I keep waiting to break down. To be in the hot shower and just let go, because that is typically where I allow myself to completely let go, you know completely alone with the water to block the sounds of the sobs.
But it never comes.
Faith is a funny thing. You practice your faith regularly, finding the coping mechanisms that work for you. Often one will have mini-crises to "practice" these coping mechanisms so you can figure out what works so when the big crisis comes you are ready.
My dad explained it to me once like a raincoat. You don't wear your raincoat on a sunny day, but when the hurricane comes you put on the raincoat and hope the raincoat protects you. I think all the different things we have had to deal with over the past year were getting me ready for this because this time, I just put on my raincoat and I was good to go.
I trust God. I trust his plan for me and without a doubt, trust that everything happens according to a bigger plan. It is our job to pay attention to the signs so we can learn what we are supposed to be learning. I watch others go through hard times and I think about how I would react, the way I hope that I would behave, but you never really know how you will until you are in those shoes. I am learning that my practice paid off. I trust my raincoat of faith and when the hurricane comes I put it on and am set.
Don't get me wrong, I cried. I have cried and I am sure there are more tears in the future but not the angry, "why me" crying.
The first time was when Dr. Knapp and Dr. Ransom told me they found a spot on my brain and would be calling in a neurosurgeon. That cry was almost instantaneous. It was like I took a deep breath and a sob at the same time. Rick was in the corner of the room, Dr. Knapp sitting on the chair looking at the floor and Dr. Ransom standing next to me. Even my nurse was in the room with us. She was just as worried as the rest of them.
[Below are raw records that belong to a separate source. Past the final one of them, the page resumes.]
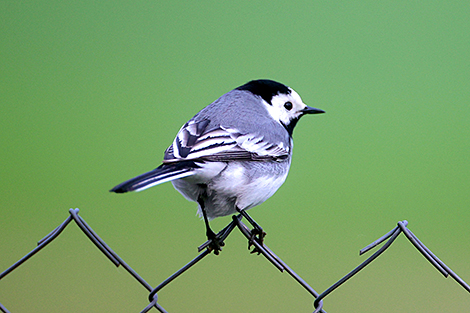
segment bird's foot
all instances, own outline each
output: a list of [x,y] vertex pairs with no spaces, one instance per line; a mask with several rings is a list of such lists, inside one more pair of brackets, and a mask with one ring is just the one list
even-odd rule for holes
[[[266,236],[266,232],[263,231],[263,229],[259,226],[256,225],[252,230],[251,230],[251,238],[248,241],[248,250],[251,249],[251,246],[254,245],[254,242],[256,241],[259,245],[263,245],[264,242],[264,237]],[[254,247],[253,250],[250,253],[258,253],[260,254],[261,251],[258,249],[258,247]]]
[[219,255],[219,252],[222,251],[222,247],[225,246],[224,239],[220,238],[211,229],[207,230],[206,235],[207,235],[207,240],[210,241],[207,248],[211,251],[214,251],[215,255]]

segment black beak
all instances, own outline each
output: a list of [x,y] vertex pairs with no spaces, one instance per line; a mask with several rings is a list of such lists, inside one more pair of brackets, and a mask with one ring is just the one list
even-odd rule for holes
[[312,107],[305,107],[305,109],[302,109],[300,112],[302,112],[302,114],[320,114],[320,113],[325,113],[325,111],[323,110],[320,110],[320,109],[315,109],[315,108],[312,108]]

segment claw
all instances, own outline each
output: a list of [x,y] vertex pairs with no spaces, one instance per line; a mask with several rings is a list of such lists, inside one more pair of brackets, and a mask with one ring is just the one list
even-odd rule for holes
[[219,252],[222,251],[222,247],[225,246],[225,242],[219,238],[212,230],[207,231],[207,239],[210,240],[208,249],[214,251],[215,255],[219,255]]
[[[251,238],[248,241],[248,250],[251,249],[251,246],[253,246],[254,241],[259,243],[260,245],[263,245],[265,236],[266,236],[266,233],[263,231],[261,227],[253,228],[251,230]],[[257,247],[254,247],[250,253],[257,253],[259,255],[261,253],[261,250],[259,250]]]

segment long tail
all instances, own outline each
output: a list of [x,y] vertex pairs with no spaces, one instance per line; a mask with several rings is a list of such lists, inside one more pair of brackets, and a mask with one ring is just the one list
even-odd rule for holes
[[141,191],[161,183],[194,175],[194,169],[198,167],[199,166],[194,162],[162,164],[150,172],[131,178],[117,185],[110,191],[115,193]]

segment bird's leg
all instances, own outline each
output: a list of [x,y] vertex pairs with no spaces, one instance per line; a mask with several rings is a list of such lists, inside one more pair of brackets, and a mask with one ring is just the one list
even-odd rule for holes
[[[235,229],[235,227],[237,227],[236,221],[240,221],[242,218],[243,216],[241,216],[240,214],[238,214],[237,216],[234,215],[232,217],[232,221],[227,226],[225,226],[221,231],[217,233],[216,237],[219,239],[219,242],[221,242],[221,245],[224,245],[223,241],[228,237],[228,235],[230,235],[230,233]],[[198,252],[201,252],[202,250],[210,246],[211,243],[212,243],[212,240],[208,240],[204,242],[202,245],[200,245],[197,248]]]
[[[264,241],[264,237],[266,236],[266,233],[263,231],[263,228],[261,228],[261,226],[259,226],[258,223],[256,223],[255,220],[251,216],[248,215],[248,213],[246,213],[245,210],[241,210],[237,208],[237,211],[244,218],[246,218],[248,223],[250,223],[253,226],[253,229],[251,230],[251,239],[250,239],[250,242],[248,243],[248,249],[250,249],[251,246],[253,245],[253,240],[256,240],[259,244],[262,245]],[[251,253],[256,253],[256,252],[259,253],[259,251],[256,251],[256,249],[251,251]]]
[[202,197],[199,197],[197,199],[197,203],[199,203],[199,206],[201,207],[202,211],[202,216],[204,217],[204,223],[206,224],[206,236],[207,240],[210,240],[211,243],[209,247],[214,251],[215,255],[219,255],[219,251],[222,251],[222,248],[225,243],[223,240],[220,240],[220,238],[217,237],[217,234],[214,233],[209,226],[209,219],[207,218],[207,212],[206,212],[206,207],[204,206],[204,200]]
Rick immediately came and sat on the bed with me as I pulled myself together. I let them talk about the plan, the tests, what was to come. When they all left, our nurse lingered for a few minutes. She said she was here if I needed her. She said she could let me cry on her shoulder since she knew my mom was out of town. She said she knew right now, my husband and I needed to be alone but she would be right outside if I needed her. She was an angel.
And we did cry. Both of us. Not for long, but we got it out. I remember asking Rick if this was real. I don't think he responded.
Recently, a friend from high school was diagnosed with Hodgkin's Lymphoma. Nothing about a diagnosis like that is easy. Nothing about facing cancer in the face is something you do without a thought. But this woman, with grace and dignity did. She told cancer she was going to kick its ass and then some and the way she talked about it, it was as if she was welcoming the challenge with open arms.
From the moment I first found out, I was very drawn to her blog. Her positive outlook and determination were extremely admirable. I can even remember thinking, I hope in the face of a trial like that, that I too will be able to handle it with grace and dignity and positivity. [You can read about her journey here.]
So here I am. Ready to tackle whatever it is that is being handed to me. Maybe its seizures or migraines or maybe just tumors. Maybe it will never amount to anything and I will just have to see a neurologist regularly. Maybe I will have to have brain surgery or take medicine for the rest of my life. I have no idea what is to come.
I do know that God is on my side. He has got my back and about 100+ other people from all different parts of my short 28 years. I know that the faith I have is strong and that God would never give me something I can't handle. I know that I may not be 100% equipped for what is to come but God will give me the tools I need. I know that I am thankful it is me because I know I can handle it. I am thankful God has faith in me to show the world that faith can conquer all and that is an honor.
So bring it brain tumors, give it your best shot because this momma has a lot of life to live and there is nothing getting in the way of that.